Lettera ad un altro artista

Solo nei momenti bui, d’incertezza, di impotente sopravvivenza, fare arte rappresenta il solo modo di vivere e comunicare. Negli anni ottanta c’eravamo scordati dell’arte, che si scontrava con il nulla o con la morte o con la povertà, eravamo affamati di successo. Oppure no! Eravamo giusti, la poesia dell’arte rendeva bene economicamente ed era giusto così, una ricompensa allo sforzo creativo.
No, eravamo solo a un banchetto più lussuoso e l’osso era ricoperto con più carne. Grazie fortuna, ora mi sorprendo sempre più a vivere di ricordi e delle grandi cose di un tempo: viaggi, mostre, cene, direttori di musei e copertine e soldi da poter spendere senza pensarci due volte.
Eppure sembra giusto che gli artisti per il fatto che esprimessero ognuno nel modo proprio il loro migliore “colore”, appartenessero ad una classe privilegiata e protetta. Ma di quale arte sto parlando, sì, solo di quella mia, sì, di quella dalla parte dell’individuo contro il “sistema governativo”, quella contro il “sistema Cosmico” o il “sistema familiare” o il “sistema dell’arte” o del mercato. Volevo che la fortuna continuasse ad aiutarmi a rimanere saprofita, cinico, comodo, in un mondo di sistemi marci sì da poter in una posizione traditora colpire al meglio il peggio. Ma il marcio mi ha affogato, ed ora penso che l’arte non mi salvi, che mi dia poco e dia poco a quegli altri per cui volevo parteggiare.
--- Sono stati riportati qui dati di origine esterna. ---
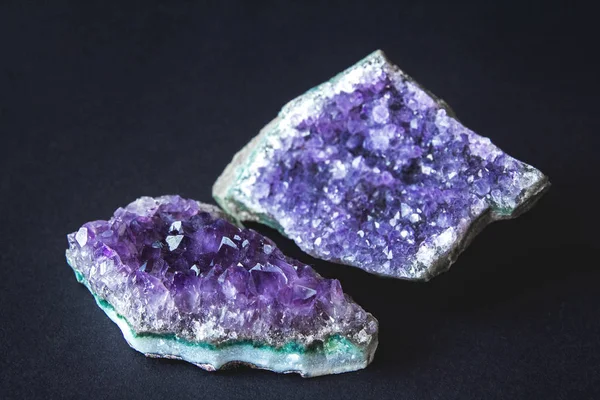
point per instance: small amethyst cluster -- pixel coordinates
(174, 265)
(369, 170)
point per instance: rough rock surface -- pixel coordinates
(182, 281)
(371, 170)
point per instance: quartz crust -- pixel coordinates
(183, 281)
(371, 170)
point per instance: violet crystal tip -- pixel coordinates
(182, 281)
(370, 170)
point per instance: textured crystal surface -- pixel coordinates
(179, 270)
(371, 170)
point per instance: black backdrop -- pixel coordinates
(100, 104)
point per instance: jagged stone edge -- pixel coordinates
(344, 357)
(226, 184)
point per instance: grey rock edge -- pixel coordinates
(232, 189)
(337, 354)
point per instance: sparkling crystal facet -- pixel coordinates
(371, 170)
(205, 290)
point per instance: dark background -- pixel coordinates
(101, 104)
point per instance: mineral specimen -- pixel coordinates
(182, 281)
(371, 170)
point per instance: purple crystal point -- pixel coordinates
(371, 170)
(182, 281)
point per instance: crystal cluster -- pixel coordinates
(177, 271)
(372, 171)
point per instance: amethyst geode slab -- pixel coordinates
(182, 281)
(371, 170)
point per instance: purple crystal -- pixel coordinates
(372, 171)
(179, 270)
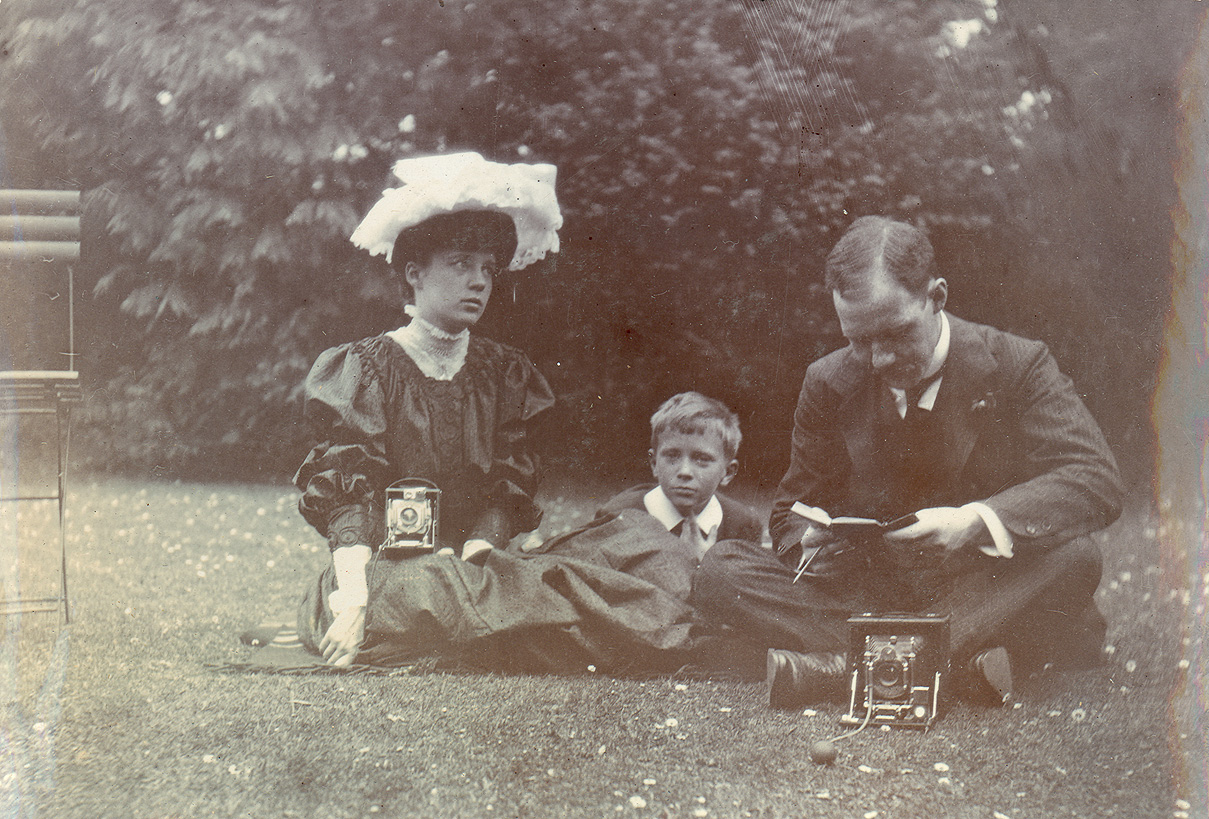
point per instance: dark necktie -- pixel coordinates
(914, 411)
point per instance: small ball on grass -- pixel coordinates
(822, 753)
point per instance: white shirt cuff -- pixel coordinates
(474, 547)
(1000, 537)
(352, 588)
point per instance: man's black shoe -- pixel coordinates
(796, 679)
(989, 678)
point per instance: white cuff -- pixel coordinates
(352, 588)
(474, 547)
(999, 535)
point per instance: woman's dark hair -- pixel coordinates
(462, 230)
(869, 242)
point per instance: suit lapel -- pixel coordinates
(967, 373)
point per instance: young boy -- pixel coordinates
(693, 445)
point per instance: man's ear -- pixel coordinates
(732, 471)
(411, 274)
(938, 294)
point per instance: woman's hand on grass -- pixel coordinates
(343, 636)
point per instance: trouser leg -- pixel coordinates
(745, 586)
(993, 601)
(1022, 603)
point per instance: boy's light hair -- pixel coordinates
(694, 413)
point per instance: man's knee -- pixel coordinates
(716, 581)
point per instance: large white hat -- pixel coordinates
(467, 182)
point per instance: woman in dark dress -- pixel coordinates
(429, 399)
(432, 401)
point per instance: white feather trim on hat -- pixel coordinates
(467, 182)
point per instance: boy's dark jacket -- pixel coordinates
(738, 519)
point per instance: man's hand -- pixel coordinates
(820, 547)
(343, 636)
(937, 536)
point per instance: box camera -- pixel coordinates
(896, 668)
(412, 514)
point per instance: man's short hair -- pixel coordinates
(693, 413)
(873, 242)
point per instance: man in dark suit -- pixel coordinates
(971, 430)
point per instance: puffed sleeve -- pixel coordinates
(514, 471)
(345, 404)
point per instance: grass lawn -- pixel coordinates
(119, 715)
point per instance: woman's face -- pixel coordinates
(452, 290)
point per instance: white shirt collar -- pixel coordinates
(939, 355)
(665, 512)
(439, 355)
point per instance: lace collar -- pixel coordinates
(439, 355)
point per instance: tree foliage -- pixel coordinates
(707, 161)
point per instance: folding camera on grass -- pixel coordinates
(896, 665)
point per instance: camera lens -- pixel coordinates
(888, 675)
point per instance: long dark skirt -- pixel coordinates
(612, 595)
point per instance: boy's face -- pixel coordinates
(690, 466)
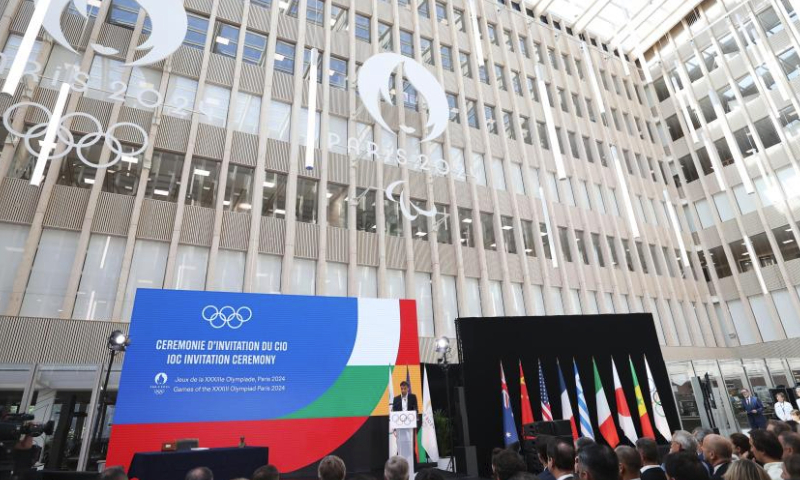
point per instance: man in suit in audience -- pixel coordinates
(754, 409)
(561, 459)
(718, 452)
(651, 467)
(630, 463)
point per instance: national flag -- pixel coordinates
(547, 413)
(583, 409)
(428, 436)
(509, 427)
(644, 417)
(566, 405)
(623, 412)
(392, 435)
(607, 427)
(659, 417)
(525, 400)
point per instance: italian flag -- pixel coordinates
(623, 412)
(604, 419)
(644, 417)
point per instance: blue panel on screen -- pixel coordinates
(239, 337)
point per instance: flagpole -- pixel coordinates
(445, 364)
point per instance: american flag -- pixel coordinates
(547, 415)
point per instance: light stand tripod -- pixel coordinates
(443, 348)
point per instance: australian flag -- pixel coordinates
(509, 427)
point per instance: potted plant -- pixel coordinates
(444, 429)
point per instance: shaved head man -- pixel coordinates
(717, 451)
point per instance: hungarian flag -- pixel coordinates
(583, 410)
(418, 451)
(509, 427)
(547, 413)
(659, 415)
(525, 400)
(392, 434)
(644, 417)
(623, 412)
(607, 427)
(427, 438)
(566, 405)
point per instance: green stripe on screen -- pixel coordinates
(355, 394)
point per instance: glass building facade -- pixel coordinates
(571, 178)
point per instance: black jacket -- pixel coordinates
(654, 474)
(720, 472)
(397, 403)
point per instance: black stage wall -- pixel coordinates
(484, 342)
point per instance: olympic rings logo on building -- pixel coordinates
(65, 137)
(227, 315)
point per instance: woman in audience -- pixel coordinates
(745, 470)
(741, 446)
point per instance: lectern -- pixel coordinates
(403, 423)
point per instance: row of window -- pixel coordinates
(744, 142)
(743, 256)
(100, 277)
(788, 58)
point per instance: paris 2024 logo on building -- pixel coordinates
(373, 81)
(169, 25)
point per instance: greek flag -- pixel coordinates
(583, 410)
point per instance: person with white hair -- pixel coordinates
(683, 441)
(396, 468)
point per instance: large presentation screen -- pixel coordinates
(301, 375)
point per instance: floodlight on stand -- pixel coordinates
(312, 109)
(118, 341)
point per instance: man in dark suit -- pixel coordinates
(405, 401)
(542, 446)
(755, 410)
(651, 466)
(597, 462)
(718, 452)
(561, 459)
(630, 463)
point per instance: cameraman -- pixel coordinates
(21, 457)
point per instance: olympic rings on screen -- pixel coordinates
(227, 315)
(65, 136)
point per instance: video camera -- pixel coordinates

Quali messaggi ho creato o dovrò creare per poter davvero comunicare e vivere con l’arte? E così alla soglia dei miei ultimi 42 anni mi sento frutto del mio tempo consumistico; ragazzo viziato e deluso. Ma credo che non sia solo per la delusione che ti stia scrivendo, caro Bruno Ceccobelli, forse è perché soprattutto mi sentivo “portatore” e che ora senza i fasti passati non sappia più cosa ho portato, e cosa potrò portare da oggi in avanti. Già mi sento troppo vecchio per farcela in tempo, non dormo più bene, ho vissuto un sogno felice grazie all’excapitalismo: ma la via è più stretta e il cammino più impervio, riuscirò mai a pacificarmi, riuscirò a comunicare con la gente e ad avere rispetto e devozione per Bruno Ceccobelli? L’arte insomma serve come consolazione o adulazione? O è capace di creare vita autonoma? Devo cadere ancora più in basso? Ancora più angosciato per accorgermi a quale livello l’arte può smuovere le energie? A quale destino ci prepara! Di quale arte sto parlando? Ma di quella vera, che non si compra né si vende. Quella che si prova sulla propria pelle arte della misericordia, della pazienza, dell’umiltà, dell’onestà del tempo del lavoro svolto.
Arte della comunicazione, comunione terrestre-celeste. Il resto è solo mercimonio convenzionale senza valore e senza ricambio. Ho la presunzione di vendere buone azioni? O non so vedere più in là del mio naso?
E comunque la vita quasi sempre è più lunga di quanto uno possa credere, e la corsa iniziale per arrivare subito in vetta è la cosa più superficiale!
Stagionare e soffrire per l’arte, impara l’arte e mettila da parte, ma quanta arte devi imparare? Tutta l’arte naturalmente.
Caro confratello, puoi rispondermi con una tua confessione spedendola ad un altro artista; se non ti piace il gioco puoi semplicemente spedire la mia ad un altro artista. Non spezzare la catena.